Thursday, December 8, 2016

The problem with time and the trading pits

In order to bet time, the trader needs a safe rate.  There is such a thing in the trading pits, it is the stable bit error losses of a standard S&L coin issuer.

But it is a tautology, because all the bots to a standard double sided Black-Sholes, and the bit error losses are requantized to random walk. Maximum entropy betting, bet the whole channel according to probability distribution, but any bot can gran that distribution with a scan of the graph.  

The pits always convert time into rarity, and the past becomes a bit fuzzy.  It is like playing the Wythoff game, except the squares are requantized to conserve the local number of grid units.  Each move a trader thinks it has the optimum step, But the re-quantizer take another stab a finding the center of the game, it is a computed outcome.  The ,players float about in orbital limbo.

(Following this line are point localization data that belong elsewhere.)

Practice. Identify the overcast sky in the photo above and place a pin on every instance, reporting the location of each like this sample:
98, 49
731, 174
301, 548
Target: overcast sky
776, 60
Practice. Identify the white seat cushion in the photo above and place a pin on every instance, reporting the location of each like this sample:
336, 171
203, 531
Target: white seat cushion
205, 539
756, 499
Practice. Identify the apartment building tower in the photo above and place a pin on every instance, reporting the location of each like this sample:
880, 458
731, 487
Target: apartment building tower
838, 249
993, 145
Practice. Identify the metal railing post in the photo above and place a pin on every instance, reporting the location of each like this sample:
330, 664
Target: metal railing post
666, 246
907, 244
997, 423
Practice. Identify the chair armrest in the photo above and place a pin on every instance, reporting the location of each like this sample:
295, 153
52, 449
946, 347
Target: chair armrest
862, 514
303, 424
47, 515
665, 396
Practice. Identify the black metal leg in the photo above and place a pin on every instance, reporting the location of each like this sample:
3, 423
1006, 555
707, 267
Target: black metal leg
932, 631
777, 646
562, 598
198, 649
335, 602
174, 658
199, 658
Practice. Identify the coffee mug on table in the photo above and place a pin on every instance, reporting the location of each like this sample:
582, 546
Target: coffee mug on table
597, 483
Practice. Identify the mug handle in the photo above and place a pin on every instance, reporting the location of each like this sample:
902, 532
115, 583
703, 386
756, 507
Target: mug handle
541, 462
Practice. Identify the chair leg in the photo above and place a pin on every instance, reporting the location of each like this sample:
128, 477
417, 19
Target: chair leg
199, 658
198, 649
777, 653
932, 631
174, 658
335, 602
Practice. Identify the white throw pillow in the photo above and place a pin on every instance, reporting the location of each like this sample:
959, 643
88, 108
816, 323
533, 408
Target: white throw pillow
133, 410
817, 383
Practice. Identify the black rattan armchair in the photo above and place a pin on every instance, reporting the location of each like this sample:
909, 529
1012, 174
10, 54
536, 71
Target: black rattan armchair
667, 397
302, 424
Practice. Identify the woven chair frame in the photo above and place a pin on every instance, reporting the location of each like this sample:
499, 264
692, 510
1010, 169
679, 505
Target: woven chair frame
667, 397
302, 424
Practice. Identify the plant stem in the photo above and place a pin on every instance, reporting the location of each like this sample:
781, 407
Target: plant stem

I think time is going to be traded on a person to person basis and enforced with etherum contracts.  Truckers, ultimately, have to be on some transportation pit, bidding for routes and volume, computing time for them self. Delivery times and pries, those numbers then derived from segmented trading nets. They produce "timely" rates for delivery over time, available to be read by bots.

But the 'timely' and 'derived' is an external risk, it can be priced, but the ethereum enforcement vendor does the jump from probability to time/space. We would be on its ability to derive the jump function.